Near-Optimal Cryptographic Hardness of Learning With Homogeneous Halfspaces Under Gaussian Marginals
For researchers in computational learning theory, this work provides tight hardness results for homogeneous halfspaces, extending prior results and reducing the gap between known upper and lower bounds.
The paper proves near-optimal computational hardness for learning homogeneous halfspaces under Gaussian marginals in three settings (agnostic learning, one-sided reliable learning, fairness auditing) under the LWE assumption, narrowing the gap between upper and lower bounds for agnostic learning.
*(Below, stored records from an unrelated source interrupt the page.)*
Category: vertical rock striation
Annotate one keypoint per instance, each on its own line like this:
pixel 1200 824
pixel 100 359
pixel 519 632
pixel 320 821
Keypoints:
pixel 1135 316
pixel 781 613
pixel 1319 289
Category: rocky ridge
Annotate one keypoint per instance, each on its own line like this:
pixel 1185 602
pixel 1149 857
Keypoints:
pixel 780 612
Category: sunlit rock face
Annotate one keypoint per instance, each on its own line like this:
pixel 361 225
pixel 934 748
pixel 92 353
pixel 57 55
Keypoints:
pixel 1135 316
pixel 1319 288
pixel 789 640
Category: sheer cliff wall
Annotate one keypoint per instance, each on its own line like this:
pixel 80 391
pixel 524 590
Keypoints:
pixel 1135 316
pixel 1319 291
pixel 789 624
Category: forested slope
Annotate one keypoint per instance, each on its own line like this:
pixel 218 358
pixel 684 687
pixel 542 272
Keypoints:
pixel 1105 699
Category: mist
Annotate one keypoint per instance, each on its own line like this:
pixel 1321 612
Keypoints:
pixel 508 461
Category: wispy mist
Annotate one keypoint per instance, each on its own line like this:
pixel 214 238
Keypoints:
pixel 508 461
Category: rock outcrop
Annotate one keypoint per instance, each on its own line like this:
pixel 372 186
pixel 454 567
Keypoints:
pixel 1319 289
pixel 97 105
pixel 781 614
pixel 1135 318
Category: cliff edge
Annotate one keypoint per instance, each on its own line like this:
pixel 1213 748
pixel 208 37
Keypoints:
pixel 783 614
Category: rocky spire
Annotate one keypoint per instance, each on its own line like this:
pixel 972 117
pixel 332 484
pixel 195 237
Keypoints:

We study three problems that involve identifying homogeneous halfspaces under Gaussian distributions: agnostic learning, one-sided reliable learning, and fairness auditing. In each of these problems, we are given labeled examples $(\mathbf{x}, \mathrm{y})$ drawn from an unknown distribution on $\mathbb{R}^d\times\{-1, +1\}$, whose marginal distribution on $\mathbf{x}$ is standard Gaussian and on $\mathrm{y}$ is arbitrary. The goal of each problem is to output a homogeneous halfspace that approaches the best-fitting homogeneous halfspace in terms of its corresponding loss measure. We prove near-optimal computational hardness results for these problems under the widely believed hardness assumption of the Learning With Errors (LWE) problem. Prior hardness results for these problems were mostly established for general halfspaces; our findings extend some of these hardness results to homogeneous halfspaces. Remarkably, our lower bound strictly generalizes over prior works and narrows the gap between the upper and lower bounds for agnostically learning homogeneous halfspaces under Gaussian marginals.